Sikivu Hutchinson is the founder and Executive Director of Black Skeptics Los Angeles and the Women’s Leadership Project, a Black feminist mentoring and civic engagement program for girls of color in South Los Angeles high schools. She is also the author of several literary works, including the 2020 release Humanists in the Hood: Unapologetically Black Feminist, and Heretical and the play, NARCOLEPSY, INC., which premiered at the 2018 Hollywood Fringe Festival. Her book Moral Combat, released in 2011, is the first book on atheism to be published by an African American woman. Sikivu is one of the “Five Fierce Humanists” featured in the July/August 2018 issue of The Humanist Magazine and is also one of the co-producers of the Women of Color Beyond Belief conference. Sikivu was the recipient of the Secular Student Alliance’s Backbone Award in 2016 and was named Secular Woman’s 2013 Woman of the Year.
Black Skeptics Los Angeles is a 501c3 community-based organization that provides social justice resources, educational initiatives, and scholarships for African descent non-believers, humanists, and secularists and communities of color.

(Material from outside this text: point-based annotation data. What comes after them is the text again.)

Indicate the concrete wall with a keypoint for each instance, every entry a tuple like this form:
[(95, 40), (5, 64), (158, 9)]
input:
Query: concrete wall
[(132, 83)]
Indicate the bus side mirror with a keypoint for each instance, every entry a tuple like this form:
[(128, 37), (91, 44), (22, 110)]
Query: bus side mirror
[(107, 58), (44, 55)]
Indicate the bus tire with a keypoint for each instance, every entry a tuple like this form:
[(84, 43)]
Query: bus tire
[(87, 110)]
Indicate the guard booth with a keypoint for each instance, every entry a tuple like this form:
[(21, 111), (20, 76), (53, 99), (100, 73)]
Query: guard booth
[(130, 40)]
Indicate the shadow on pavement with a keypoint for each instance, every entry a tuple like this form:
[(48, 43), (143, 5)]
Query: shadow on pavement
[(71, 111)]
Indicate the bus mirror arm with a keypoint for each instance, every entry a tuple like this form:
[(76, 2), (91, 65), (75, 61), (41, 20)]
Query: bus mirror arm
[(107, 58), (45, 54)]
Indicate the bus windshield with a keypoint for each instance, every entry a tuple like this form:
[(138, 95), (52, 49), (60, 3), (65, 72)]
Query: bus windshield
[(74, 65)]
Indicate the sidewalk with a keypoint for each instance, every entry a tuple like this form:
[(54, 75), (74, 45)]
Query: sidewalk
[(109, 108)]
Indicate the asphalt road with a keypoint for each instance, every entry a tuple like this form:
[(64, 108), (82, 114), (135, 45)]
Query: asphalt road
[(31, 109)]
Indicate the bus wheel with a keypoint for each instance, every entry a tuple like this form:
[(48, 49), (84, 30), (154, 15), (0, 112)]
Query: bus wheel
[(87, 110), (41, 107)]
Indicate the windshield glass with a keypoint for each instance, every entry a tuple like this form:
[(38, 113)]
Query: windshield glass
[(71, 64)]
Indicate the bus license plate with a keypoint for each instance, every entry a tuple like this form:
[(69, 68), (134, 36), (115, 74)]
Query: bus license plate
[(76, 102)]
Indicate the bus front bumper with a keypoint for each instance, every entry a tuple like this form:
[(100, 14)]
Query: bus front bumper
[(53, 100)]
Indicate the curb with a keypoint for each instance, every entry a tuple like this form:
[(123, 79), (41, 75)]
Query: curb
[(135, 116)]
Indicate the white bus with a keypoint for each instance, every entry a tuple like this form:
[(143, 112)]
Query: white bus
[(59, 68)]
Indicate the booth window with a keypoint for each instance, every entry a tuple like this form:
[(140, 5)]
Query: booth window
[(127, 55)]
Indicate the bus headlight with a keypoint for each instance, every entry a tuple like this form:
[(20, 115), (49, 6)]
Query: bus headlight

Mandisa Thomas is the founder and President of Black Nonbelievers, Inc., based on Atlanta, GA. Although never formally indoctrinated into belief, Mandisa was heavily exposed to Christianity, Black Nationalism, and Islam. Mandisa has many media appearances to her credit, including CBS Sunday Morning, CNN.com, Playboy, The Humanist, and JET magazines, and the documentaries Contradiction and My Week in Atheism. Mandisa currently serves on the Boards for American Atheists and the American Humanist Association, and previously for Foundation Beyond Belief, and the Secular Coalition for America. In 2019, Mandisa was the recipient of the Secular Student Alliance’s Backbone Award and named the Freedom from Religion Foundation’s Freethought Heroine. She was also the Unitarian Universalist Humanist Association’s 2018 Person of the Year and was also featured as one of the “Five Fierce Humanists” in the July/August 2018 issue of The Humanist Magazine.
Black Nonbelievers, Inc. is a 501c3 nonprofit fellowship headquartered in the Atlanta area that provides an informative, caring, festive, and friendly community. The organization connects with other Blacks (and allies) who are living free of religion and might otherwise be shunned by family and friends. Instead of accepting dogma, Black Nonbelievers determines truth and morality through reason and evidence.